While the steamboat was conquering western rivers, canals were being constructed that further improved the transportation network. Since the midwestern rivers all emptied into the Gulf of Mexico, they did not provide a direct link with the eastern seaboard. If an artificial waterway could be cut between the great central valley and some navigable stream flowing into the Atlantic, all sections would profit immensely.
Canals were more expensive than roads, but so long as the motive power used in overland transportation was the humble horse, they offered enormous economic advantages to shippers. Because there is less friction to overcome, a team plodding along a towpath could pull a canal barge with a 100-ton load and make better time over long distances than it could pulling a single ton in a wagon on the finest road.
Nicolino V. Calyo's painting, Burning of the Merchant's Exchange (1835) in New York. The entire block was rebuilt within a year.
Source: Museum of the City of New York.
Although canals were as old as Egypt, only about 100 miles of them existed in the United States as late as 1816. Construction costs aside, in a rough and mountainous country canals presented formidable engineering problems. To link the Mississippi Valley and the Atlantic meant somehow circumventing the Appalachian Mountains. Most people thought this impossible.
Mayor DeWitt Clinton of New York believed that such a project was feasible in New York State. In 1810, while serving as state canal commissioner, he traveled across central New York and convinced himself that it would be practicable to dig a canal from Buffalo, on Lake Erie, to the Hudson River. The Mohawk Valley cuts through the Appalachian chain just north of Albany, and at no point along the route to Buffalo does the land rise more than 570 feet above the level of the Hudson. Marshaling a mass of technical, financial, and commercial information and using his political influence cannily, Clinton placed his proposal before the New York legislature. In its defense he was eloquent and farsighted:
As an organ of communication between the Hudson, the Mississippi, the St. Lawrence, the great lakes of the north and west, and their tributary rivers, [the canal] will create the greatest inland trade ever witnessed. The most fertile and extensive regions of America will avail themselves of its facilities for a market. All their surplus. . . will concentrate in the city of New York. . . . That city will, in the course of time, become the granary of the world, the emporium of commerce, the seat of manufactures, the focus of great moneyed operations. . . . And before the revolution of a century, the whole island of Manhattan, covered with habitations and replenished with a dense population, will constitute one vast city.
The legislators were convinced, and in 1817 the state began construction along a route 363 miles long, most of it across densely forested wilderness. At the time the longest canal in the United States ran less than twenty-eight miles!
The construction of the Erie Canal, as it was called, was a remarkable accomplishment. The chief engineer, Benjamin Wright, a surveyor-politician from Rome, New York, had had almost no experience with canal building. One of his chief associates, James Geddes, possessed only an elementary school education and knew virtually nothing about surveying. Both learned rapidly by trial and error.

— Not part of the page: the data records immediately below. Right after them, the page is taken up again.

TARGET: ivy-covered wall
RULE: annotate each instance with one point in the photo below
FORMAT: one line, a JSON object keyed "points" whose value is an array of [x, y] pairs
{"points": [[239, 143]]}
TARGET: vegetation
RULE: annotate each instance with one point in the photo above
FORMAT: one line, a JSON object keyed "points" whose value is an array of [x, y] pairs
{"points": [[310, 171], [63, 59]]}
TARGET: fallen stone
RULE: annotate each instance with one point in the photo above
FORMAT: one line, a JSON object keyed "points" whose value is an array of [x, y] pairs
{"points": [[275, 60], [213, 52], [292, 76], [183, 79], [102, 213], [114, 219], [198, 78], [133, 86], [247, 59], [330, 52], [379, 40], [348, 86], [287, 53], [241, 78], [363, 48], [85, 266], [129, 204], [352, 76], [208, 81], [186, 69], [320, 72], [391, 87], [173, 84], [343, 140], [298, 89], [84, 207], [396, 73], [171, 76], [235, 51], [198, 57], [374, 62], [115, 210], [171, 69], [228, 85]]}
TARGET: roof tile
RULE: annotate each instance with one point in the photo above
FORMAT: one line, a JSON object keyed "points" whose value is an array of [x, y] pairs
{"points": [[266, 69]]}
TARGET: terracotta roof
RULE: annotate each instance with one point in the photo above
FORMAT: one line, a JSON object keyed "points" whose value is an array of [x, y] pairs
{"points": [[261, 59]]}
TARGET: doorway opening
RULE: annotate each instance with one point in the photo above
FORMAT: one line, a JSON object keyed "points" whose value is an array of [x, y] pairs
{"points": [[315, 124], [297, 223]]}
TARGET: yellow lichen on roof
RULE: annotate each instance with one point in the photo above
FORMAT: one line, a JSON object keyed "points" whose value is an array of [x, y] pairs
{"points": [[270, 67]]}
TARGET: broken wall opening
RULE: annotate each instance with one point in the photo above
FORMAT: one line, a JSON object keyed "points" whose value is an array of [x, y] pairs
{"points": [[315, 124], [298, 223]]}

Fortunately, Wright proved to be a good organizer and a fine judge of engineering talent. He quickly spotted young men of ability among the workers and pushed them forward. One of his finds, Canvass White, was sent to study British canals. White became an expert on the design of locks; he also discovered an American limestone that could be made into waterproof cement, a vital product in canal construction that had previously been imported at a substantial price from England. Another of Wright’s proteges, John B. Jervis, began as an axman, rose in two years to resident engineer in charge of a section of the project, and went on to become perhaps the outstanding American civil engineer of his time. Workers who learned the business digging the “Big Ditch” supervised the construction of dozens of canals throughout the country in later years.
The Erie, completed in 1825, was an immediate financial success. Together with the companion Champlain Canal, which linked Lake Champlain and the Hudson, it brought in over half a million dollars in tolls in its first year. Soon its entire $7 million cost had been recovered, and it was earning profits of about $3 million a year. The effect of this prosperity on New York State was enormous. Buffalo, Rochester, Syracuse, and half a dozen lesser towns along the canal flourished.